# Berning Robots



## minicoop1985 (Apr 28, 2016)

So as you know, I found a massive camera stash. I bought a TON of cameras from it, only planning on keeping a few. Here's a pair of the keepers:




Berning Robots by Michael Long, on Flickr

Berning Robot II on the left, and a Robot IIa on the right. The II's slow shutter speeds are off, and the clockwork mechanism's got some problems (gummy lubricant?) and I'm not about to take it apart (I have another Robot II that's a bag of parts because I did just that). The Robot IIa is in perfect working order, other than the fact that it's missing its winding knob. I ordered one from DAG Camera (HOLY CRAP I FOUND A PLACE WITH ROBOT PARTS).

These little guys are kinda adorable half frame cameras, right? Well, you'd probably never guess that they were machine gun cameras on Messerschmitt BF-109s and I believe ME-262s in WWII. So this combines a few passions of mine: WWII, fighter planes, and cameras. Anyway, the clockwork mechanism allows it to be shot about 20-30 times on a single wind, doing everything from advancing film to cocking the shutter mechanism. '

Odd little fellas, but so cool. Wanted one for quite a while now, and NEVER expected to find the Robot II in a $1 bin (paid $15 for the IIa and $22 for the winding knob).


----------



## Derrel (Apr 28, 2016)

An old photo book I had as a kid was filled with fond references to the Robot cameras! The author was a major Robot fanboy...along with loving the miniature Tessina camera of the same general era.


----------



## timor (Apr 28, 2016)

Nice !


----------



## minicoop1985 (Apr 28, 2016)

A little update: Also got my hands on a set of the cartridges needed to USE this thing. I have a feeling it's going to be my new pocket point and shoot (sorta, point focus and shoot lol).
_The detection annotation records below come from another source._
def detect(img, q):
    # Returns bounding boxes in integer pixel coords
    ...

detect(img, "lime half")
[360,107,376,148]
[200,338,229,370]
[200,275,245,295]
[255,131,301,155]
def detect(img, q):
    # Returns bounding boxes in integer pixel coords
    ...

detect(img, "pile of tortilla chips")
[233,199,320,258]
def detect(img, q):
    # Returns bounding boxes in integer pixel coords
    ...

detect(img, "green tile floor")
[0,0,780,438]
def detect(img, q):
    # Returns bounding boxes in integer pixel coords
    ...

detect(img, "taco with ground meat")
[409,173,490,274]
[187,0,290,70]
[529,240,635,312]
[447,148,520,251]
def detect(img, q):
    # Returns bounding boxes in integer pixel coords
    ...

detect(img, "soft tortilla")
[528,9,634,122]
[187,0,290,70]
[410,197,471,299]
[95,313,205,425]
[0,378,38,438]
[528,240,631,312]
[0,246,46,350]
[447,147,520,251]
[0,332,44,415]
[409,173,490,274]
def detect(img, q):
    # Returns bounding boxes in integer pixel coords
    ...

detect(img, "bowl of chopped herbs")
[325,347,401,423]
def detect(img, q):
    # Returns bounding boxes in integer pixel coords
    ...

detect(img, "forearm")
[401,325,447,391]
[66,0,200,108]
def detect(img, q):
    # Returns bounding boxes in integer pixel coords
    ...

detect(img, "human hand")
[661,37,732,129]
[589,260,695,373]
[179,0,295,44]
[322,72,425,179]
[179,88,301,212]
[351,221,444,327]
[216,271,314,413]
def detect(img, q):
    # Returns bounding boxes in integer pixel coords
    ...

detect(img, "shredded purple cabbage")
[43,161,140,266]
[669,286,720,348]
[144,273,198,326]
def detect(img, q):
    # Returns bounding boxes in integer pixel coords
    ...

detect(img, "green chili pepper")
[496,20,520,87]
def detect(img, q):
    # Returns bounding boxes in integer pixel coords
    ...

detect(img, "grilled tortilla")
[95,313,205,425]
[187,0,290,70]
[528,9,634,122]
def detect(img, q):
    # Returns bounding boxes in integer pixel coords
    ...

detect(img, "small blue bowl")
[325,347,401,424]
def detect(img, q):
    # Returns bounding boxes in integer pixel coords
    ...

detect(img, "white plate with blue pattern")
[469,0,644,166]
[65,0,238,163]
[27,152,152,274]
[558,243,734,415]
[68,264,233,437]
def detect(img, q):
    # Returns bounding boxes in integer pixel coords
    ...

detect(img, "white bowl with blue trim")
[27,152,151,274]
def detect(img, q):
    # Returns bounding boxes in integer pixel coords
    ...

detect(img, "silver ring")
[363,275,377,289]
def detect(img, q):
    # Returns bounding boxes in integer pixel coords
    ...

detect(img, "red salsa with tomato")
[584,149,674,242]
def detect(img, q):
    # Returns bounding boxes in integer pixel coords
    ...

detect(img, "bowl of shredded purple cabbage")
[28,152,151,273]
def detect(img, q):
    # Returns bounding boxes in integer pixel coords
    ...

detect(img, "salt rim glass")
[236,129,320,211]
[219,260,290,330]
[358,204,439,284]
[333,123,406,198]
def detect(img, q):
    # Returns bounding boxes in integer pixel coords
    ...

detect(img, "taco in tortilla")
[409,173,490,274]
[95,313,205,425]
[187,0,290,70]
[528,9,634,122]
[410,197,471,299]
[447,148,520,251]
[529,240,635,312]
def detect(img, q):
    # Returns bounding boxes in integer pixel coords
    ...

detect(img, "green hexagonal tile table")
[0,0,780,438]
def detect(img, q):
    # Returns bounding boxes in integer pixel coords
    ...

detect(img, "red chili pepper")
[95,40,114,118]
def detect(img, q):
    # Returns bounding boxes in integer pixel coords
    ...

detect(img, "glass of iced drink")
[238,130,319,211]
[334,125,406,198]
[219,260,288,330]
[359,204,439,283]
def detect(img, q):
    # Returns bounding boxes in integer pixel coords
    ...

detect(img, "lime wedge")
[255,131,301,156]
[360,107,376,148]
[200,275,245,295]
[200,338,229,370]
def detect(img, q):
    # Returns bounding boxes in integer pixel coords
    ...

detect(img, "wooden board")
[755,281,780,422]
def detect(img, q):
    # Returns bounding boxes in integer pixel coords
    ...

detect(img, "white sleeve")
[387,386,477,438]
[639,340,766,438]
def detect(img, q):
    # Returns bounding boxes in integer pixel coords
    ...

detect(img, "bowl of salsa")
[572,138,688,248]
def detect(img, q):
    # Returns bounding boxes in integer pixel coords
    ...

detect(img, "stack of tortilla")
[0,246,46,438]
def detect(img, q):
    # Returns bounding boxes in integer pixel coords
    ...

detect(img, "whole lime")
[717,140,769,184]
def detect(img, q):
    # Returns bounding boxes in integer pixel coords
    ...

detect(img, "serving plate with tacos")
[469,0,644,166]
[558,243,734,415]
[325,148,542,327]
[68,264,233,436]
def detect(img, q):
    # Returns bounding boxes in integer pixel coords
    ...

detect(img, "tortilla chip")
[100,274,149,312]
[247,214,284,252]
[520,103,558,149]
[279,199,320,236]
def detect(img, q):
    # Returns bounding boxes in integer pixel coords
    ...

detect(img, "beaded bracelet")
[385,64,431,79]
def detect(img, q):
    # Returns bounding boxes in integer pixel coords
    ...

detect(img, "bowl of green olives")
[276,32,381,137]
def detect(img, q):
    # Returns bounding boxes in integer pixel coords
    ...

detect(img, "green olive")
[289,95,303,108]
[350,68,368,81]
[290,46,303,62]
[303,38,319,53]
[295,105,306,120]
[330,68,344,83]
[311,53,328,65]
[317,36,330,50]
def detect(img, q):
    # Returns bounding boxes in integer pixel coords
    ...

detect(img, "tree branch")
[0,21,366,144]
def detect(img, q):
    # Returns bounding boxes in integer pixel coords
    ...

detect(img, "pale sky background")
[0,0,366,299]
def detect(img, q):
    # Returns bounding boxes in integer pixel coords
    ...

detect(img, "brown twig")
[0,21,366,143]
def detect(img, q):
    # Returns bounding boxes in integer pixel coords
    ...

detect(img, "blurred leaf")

I also have a coated Xenon for it, but that's got a little fungus growing.


----------



## dxqcanada (Apr 28, 2016)

$1 bin of old cameras !!! I wish I had a Dollar Store like that.
That would be a reason for me to move to America ... I'd buy the entire bin.


----------



## minicoop1985 (Apr 30, 2016)

Got some interesting comments while using this thing last evening. "There's no screen!" "Wait, it was used for WHAT?" Was definitely a conversation starter.




Berning Robot IIa by Michael Long, on Flickr

Parts came in, and it's working great. Got a roll through it, and should have results Monday or Tuesday! I may be lucky and even have one or two in focus!


----------



## jcdeboever (Apr 30, 2016)

That is one interesting looking camera. Funky good looking. 

Sent from my XT1254 using Tapatalk


----------



## annamaria (Apr 30, 2016)

Cute cams, can't wait to see the results!


----------



## minicoop1985 (May 1, 2016)

They are kinda adorable, even considering their history. I'll post results as soon as I have some (tomorrow or Tuesday).


----------